For some reason, if I go off the selected road/path, the app won't automatically recalculate and update like it used to. It zooms out, shows where I am (off the path it has selected) and shows what road I'm supposed to be on but makes no attempt to correct me. It is particularly problematic because I use the app to navigate on a motorcycle and sometimes end up off course without knowing it. I've seen this with all ICS roms with this phone. I've deleted and reinstalled maps, wiped data, etc.

Has anyone else experienced this?


----------



## gsr18 (Sep 25, 2011)

angryshuna said:


> For some reason, if I go off the selected road/path, the app won't automatically recalculate and update like it used to. It zooms out, shows where I am (off the path it has selected) and shows what road I'm supposed to be on but makes no attempt to correct me. It is particularly problematic because I use the app to navigate on a motorcycle and sometimes end up off course without knowing it. I've seen this with all ICS roms with this phone. I've deleted and reinstalled maps, wiped data, etc.
> 
> Has anyone else experienced this?


Yes. Not a clue why it's happening though. I'm sure one of our many resident geniuses may have some more insight though  or a link to a post already explaining it lol


----------



## crazydz (Feb 18, 2012)

I noticed that as well. It never used to do that so I'm not sure what changed. For that matter I'm not sure if it's a rom issue or an app issue.

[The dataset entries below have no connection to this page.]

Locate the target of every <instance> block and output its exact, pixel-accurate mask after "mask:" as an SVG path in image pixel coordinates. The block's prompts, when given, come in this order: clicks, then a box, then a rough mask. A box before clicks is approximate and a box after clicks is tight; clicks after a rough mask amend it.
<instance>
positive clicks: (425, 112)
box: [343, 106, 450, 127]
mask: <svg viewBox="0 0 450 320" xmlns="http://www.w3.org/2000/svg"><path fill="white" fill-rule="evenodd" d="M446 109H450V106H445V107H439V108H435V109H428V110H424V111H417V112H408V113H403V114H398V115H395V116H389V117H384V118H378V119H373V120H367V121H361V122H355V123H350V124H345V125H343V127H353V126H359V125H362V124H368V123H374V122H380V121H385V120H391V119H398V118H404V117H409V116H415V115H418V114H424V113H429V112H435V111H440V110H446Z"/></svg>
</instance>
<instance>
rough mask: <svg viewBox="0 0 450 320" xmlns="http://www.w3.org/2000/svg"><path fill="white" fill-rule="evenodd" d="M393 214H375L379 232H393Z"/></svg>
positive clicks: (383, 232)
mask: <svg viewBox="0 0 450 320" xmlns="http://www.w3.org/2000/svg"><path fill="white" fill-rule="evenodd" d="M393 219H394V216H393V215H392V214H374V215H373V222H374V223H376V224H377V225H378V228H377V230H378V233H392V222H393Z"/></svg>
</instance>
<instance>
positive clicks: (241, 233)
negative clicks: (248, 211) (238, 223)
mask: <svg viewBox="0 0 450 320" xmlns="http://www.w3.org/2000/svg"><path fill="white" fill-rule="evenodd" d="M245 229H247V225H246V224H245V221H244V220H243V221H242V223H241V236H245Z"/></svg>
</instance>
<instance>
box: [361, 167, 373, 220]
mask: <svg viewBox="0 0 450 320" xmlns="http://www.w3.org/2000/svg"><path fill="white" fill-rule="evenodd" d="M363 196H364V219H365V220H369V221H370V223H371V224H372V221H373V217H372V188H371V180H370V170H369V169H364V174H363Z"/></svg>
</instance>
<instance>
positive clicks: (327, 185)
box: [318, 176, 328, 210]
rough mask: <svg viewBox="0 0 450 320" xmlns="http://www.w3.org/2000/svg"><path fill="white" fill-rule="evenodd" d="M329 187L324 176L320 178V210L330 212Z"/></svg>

Sent from my DROID2 GLOBAL


----------



## angryshuna (Aug 14, 2011)

It doesn't happen with non ics roms on this phone and doesn't happen on my wife's stock gingerbread lg phone. I haven't gotten a chance to try it on a different ics phone.

The gps definitely works fine using navigation, it just somehow misses the command to reroute if you go off the path


----------



## angryshuna (Aug 14, 2011)

Not sure what happened, but using 7/1 CM9 and latest maps it works now.


----------